# Wreck Orientations??



## nonameangler+1 (May 13, 2009)

Hello Everyone. Posted this initially in the "General" section but thought would try here too. 

Do any of you have any orientation data on the wrecks out of pensacola pass? 

R freighter, Opps barge, YBT's etc. 

As a fisherman, I think many of us would be interested in astructures orientation so we would know which way to approach it to get the best look on our bottom machine. 

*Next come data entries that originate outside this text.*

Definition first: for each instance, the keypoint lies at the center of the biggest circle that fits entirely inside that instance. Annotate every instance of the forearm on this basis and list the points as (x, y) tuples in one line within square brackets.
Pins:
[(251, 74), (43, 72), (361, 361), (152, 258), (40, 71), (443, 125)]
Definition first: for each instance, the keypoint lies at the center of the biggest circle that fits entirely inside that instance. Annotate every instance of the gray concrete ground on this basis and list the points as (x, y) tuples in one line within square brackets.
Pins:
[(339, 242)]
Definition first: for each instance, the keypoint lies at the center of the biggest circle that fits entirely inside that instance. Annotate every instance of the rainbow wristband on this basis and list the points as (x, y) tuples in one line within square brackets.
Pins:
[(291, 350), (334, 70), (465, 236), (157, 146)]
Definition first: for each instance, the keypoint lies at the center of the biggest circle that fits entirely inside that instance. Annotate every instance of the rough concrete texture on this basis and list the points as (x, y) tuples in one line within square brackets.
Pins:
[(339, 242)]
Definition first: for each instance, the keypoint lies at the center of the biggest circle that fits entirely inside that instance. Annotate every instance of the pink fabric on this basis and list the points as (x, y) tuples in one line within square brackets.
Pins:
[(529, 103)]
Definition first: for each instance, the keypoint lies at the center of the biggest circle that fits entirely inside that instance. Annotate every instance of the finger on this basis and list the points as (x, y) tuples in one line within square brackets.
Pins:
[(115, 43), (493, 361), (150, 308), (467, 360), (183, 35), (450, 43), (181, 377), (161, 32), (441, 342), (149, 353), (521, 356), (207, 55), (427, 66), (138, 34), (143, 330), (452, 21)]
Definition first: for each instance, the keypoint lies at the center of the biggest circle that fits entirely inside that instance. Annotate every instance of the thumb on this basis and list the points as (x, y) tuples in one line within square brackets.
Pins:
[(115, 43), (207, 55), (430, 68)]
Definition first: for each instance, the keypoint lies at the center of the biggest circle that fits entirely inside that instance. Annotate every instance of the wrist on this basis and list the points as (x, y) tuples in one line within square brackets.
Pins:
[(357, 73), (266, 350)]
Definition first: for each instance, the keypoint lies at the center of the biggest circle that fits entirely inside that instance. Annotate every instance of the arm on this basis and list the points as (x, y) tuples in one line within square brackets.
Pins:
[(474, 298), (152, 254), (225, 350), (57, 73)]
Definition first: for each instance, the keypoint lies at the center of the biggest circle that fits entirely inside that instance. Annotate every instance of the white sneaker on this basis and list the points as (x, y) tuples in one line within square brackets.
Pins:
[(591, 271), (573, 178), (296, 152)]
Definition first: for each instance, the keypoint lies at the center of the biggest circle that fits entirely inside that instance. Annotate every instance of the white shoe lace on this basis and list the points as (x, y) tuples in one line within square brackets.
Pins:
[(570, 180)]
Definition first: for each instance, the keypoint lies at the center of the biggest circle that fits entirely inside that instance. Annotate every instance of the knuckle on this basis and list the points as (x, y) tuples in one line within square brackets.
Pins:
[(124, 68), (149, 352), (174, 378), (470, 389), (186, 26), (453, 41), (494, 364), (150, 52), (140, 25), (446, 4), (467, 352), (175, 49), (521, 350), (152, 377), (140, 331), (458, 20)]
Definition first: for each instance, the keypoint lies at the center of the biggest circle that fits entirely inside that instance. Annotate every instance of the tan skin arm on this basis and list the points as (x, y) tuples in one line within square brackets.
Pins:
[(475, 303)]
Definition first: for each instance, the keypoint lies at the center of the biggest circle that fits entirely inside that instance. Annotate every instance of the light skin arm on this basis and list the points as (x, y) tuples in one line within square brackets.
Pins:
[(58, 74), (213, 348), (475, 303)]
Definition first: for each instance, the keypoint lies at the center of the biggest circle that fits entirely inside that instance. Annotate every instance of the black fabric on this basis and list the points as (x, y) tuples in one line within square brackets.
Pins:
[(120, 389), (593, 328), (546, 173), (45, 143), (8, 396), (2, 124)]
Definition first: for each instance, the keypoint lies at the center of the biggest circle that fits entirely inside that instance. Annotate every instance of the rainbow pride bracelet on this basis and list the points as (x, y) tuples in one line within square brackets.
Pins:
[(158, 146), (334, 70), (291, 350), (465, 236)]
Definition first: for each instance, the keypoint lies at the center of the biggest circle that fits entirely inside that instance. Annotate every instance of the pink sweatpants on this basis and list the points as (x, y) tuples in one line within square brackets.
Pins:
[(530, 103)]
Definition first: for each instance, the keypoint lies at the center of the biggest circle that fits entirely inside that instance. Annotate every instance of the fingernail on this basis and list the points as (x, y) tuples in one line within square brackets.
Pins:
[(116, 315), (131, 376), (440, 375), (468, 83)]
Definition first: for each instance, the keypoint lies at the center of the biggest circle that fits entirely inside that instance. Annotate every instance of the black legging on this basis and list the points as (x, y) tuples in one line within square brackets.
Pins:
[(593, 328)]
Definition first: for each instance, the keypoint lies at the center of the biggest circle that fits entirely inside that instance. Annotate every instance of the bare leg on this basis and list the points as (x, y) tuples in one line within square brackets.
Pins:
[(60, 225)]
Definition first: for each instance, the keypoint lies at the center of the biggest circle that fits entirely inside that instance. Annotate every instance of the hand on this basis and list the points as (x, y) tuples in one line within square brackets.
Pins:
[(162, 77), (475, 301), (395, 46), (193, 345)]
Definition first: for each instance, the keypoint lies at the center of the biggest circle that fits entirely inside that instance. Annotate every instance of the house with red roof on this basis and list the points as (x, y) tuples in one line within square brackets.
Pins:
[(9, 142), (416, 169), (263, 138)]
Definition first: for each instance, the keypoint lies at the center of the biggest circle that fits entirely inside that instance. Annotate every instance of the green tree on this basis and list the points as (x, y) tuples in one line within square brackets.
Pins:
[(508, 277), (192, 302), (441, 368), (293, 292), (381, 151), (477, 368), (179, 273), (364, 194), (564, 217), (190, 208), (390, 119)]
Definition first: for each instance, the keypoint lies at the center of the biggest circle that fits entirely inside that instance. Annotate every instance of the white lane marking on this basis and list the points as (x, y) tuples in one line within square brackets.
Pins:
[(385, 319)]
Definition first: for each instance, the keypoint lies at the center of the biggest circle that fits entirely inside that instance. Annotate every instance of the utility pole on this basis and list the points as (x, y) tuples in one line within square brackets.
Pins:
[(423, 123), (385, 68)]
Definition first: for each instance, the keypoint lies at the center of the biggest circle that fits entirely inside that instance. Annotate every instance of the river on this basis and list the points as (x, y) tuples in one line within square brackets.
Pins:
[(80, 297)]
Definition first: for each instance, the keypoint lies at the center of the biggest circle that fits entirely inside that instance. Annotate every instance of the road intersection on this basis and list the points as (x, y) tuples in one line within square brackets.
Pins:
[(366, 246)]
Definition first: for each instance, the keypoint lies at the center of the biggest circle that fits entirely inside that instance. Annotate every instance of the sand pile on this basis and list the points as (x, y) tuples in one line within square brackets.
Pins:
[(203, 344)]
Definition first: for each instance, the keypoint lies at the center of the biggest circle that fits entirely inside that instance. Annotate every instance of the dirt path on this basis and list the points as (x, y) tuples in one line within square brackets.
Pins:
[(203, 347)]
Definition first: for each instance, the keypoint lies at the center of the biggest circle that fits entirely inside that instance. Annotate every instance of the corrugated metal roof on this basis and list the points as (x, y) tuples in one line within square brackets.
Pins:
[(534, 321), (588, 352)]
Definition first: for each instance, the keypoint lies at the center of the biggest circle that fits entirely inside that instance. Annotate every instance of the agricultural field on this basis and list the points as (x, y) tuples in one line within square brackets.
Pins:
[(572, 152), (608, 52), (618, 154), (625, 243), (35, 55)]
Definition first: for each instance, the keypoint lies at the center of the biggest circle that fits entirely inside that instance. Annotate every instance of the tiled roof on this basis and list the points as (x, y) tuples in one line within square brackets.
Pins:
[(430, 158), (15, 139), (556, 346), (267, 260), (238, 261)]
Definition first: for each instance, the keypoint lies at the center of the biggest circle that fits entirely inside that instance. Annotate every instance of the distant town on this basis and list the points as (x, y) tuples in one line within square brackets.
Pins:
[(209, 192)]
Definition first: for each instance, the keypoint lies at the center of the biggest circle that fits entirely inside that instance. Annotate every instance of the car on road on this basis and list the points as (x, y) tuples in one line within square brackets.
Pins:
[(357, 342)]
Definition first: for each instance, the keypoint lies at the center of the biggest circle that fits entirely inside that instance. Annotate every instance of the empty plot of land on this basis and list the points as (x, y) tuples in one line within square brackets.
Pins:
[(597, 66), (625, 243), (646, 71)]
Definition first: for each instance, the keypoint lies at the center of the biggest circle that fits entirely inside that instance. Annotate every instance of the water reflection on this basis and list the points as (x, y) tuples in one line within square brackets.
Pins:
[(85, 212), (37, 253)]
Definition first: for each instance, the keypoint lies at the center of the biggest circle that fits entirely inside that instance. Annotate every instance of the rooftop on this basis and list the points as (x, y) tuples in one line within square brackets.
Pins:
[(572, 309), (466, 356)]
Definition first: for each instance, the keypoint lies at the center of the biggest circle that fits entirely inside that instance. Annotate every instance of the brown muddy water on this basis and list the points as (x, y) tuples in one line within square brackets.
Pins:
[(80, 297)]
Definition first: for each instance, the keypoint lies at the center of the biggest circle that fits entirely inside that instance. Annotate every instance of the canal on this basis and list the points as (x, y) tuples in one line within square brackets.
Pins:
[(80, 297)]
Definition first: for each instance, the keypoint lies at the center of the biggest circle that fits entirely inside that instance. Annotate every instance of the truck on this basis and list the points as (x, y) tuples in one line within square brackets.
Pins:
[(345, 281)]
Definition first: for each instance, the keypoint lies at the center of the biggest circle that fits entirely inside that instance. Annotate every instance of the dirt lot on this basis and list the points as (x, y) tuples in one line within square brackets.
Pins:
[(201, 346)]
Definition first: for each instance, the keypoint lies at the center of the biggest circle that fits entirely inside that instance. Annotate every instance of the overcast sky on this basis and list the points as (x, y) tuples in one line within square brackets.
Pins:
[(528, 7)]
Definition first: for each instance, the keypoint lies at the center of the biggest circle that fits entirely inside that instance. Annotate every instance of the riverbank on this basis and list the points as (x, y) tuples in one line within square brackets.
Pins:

Any thoughts or input is greatly appreciated.


----------



## Evensplit (Oct 2, 2007)

There is some info on the local wrecks on MBT'swebsite. We've got plenty of video on many of the local sites, and I think we know the orientation on most of them - but It's been a while since I looked at a compass while on one of the sites.

To start it off:

The Russian Freighter is generally E/W, with the Bow facing west - but the wreck is scattered over a huge area with little of it resembling a ship anymore. The Boilers and Engine, Rudder, windlass,and the refridgerator condensing coils are the most recognizable features. Scott Bartel got some incredible footage of the freighter for us last year.


----------



## nonameangler+1 (May 13, 2009)

Evensplit. Appreciate the info. Understand about RF being scattered around. Also look at MBT site every couple of months and your right about some good info. 

Just trying to build a better mental pictrure of the structure as effects howwe as fisherman would drive upon a wreck to 
get the best look at whats happening on our sounders. 

Can't get the first hand view like you guys. 

Thanks again.


----------